Alan Crawford

Personal information
- Full name: Alan Paterson Crawford
- Date of birth: 30 October 1953 (age 72)
- Place of birth: Rotherham, England
- Height: 5 ft 8 in (1.73 m)
- Position: Winger

Youth career
- 19??–1971: Rotherham United

Senior career*
- Years: Team / Apps / (Gls)
- 1971–1978: Rotherham United / 237 / (49)
- 1973: → Mansfield Town (loan) / 2 / (0)
- 1979–1982: Chesterfield / 94 / (20)
- 1982–1985: Bristol City / 92 / (26)
- 1985–19??: Exeter City / 33 / (3)
- Bath City

Managerial career
- Blackpool (coach)
- Stockport County (coach)
- West Bromwich Albion (coach)
- Nottingham Forest (coach)
- Rotherham United (scout)

= Alan Crawford (English footballer) =

English footballer

Alan Paterson Crawford (born 30 October 1953) is an English former footballer who made more than 450 Football League appearances scoring 98 goals playing as an outside left.

==Career==

Crawford started his football career with Rotherham United and went on to make 169 consecutive appearances for them. He scored 31 Football League goals in their Third Division campaign in 1976–77, which is a Rotherham record for a midfielder. In 2007, he was voted as the greatest ever left-sided midfielder for Rotherham, in a Millers Mad poll.

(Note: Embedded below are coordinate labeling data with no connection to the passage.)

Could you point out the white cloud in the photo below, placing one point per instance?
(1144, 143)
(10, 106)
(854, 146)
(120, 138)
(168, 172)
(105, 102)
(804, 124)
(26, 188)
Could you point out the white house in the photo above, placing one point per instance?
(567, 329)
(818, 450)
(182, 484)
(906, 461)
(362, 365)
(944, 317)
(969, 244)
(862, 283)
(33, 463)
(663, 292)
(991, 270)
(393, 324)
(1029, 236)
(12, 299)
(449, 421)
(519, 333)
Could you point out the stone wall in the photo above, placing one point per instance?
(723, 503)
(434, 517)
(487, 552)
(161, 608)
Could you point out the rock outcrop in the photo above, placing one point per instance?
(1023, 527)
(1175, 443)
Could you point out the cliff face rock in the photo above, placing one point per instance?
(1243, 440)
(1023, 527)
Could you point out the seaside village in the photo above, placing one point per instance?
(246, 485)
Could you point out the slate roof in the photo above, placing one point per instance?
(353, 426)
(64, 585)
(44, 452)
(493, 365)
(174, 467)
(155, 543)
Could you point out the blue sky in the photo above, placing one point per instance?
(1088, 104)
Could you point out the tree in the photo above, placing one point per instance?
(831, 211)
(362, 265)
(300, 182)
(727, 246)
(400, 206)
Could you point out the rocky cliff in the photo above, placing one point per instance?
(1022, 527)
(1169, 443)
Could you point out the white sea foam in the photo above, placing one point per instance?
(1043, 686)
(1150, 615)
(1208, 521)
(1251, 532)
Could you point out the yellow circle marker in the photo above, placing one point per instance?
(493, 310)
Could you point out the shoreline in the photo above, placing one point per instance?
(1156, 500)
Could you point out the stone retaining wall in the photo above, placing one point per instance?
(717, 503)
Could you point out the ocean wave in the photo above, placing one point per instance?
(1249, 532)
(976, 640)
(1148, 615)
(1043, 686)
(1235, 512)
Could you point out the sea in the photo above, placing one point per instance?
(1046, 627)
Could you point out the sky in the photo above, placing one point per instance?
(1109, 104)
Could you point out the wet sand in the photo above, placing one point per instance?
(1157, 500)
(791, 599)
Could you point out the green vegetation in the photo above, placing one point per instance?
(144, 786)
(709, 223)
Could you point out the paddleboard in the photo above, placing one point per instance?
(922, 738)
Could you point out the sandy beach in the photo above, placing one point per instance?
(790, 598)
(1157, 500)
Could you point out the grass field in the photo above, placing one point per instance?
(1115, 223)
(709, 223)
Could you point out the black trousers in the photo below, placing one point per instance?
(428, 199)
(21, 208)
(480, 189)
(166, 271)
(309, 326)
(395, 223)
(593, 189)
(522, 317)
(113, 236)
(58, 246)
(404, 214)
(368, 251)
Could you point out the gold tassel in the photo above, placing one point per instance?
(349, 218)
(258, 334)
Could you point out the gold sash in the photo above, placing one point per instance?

Crawford later moved to Chesterfield, and scored the winning goal for them in their 1980/81 Anglo-Scottish Cup victory over Notts County. Crawford subsequently played for Bristol City, Exeter City, Bath City and Bristol Manor Farm. He rejoined Bristol City as a youth team coach before retiring from football working as a painter & decorator in Backwell near Bristol in the late 1990s.

==Coach/Scout==

In recent years, Crawford has established himself as a football coach with clubs such as Blackpool, Stockport County, West Bromwich Albion and Nottingham Forest, working notably for Gary Megson. He is a scout for his hometown team Rotherham United.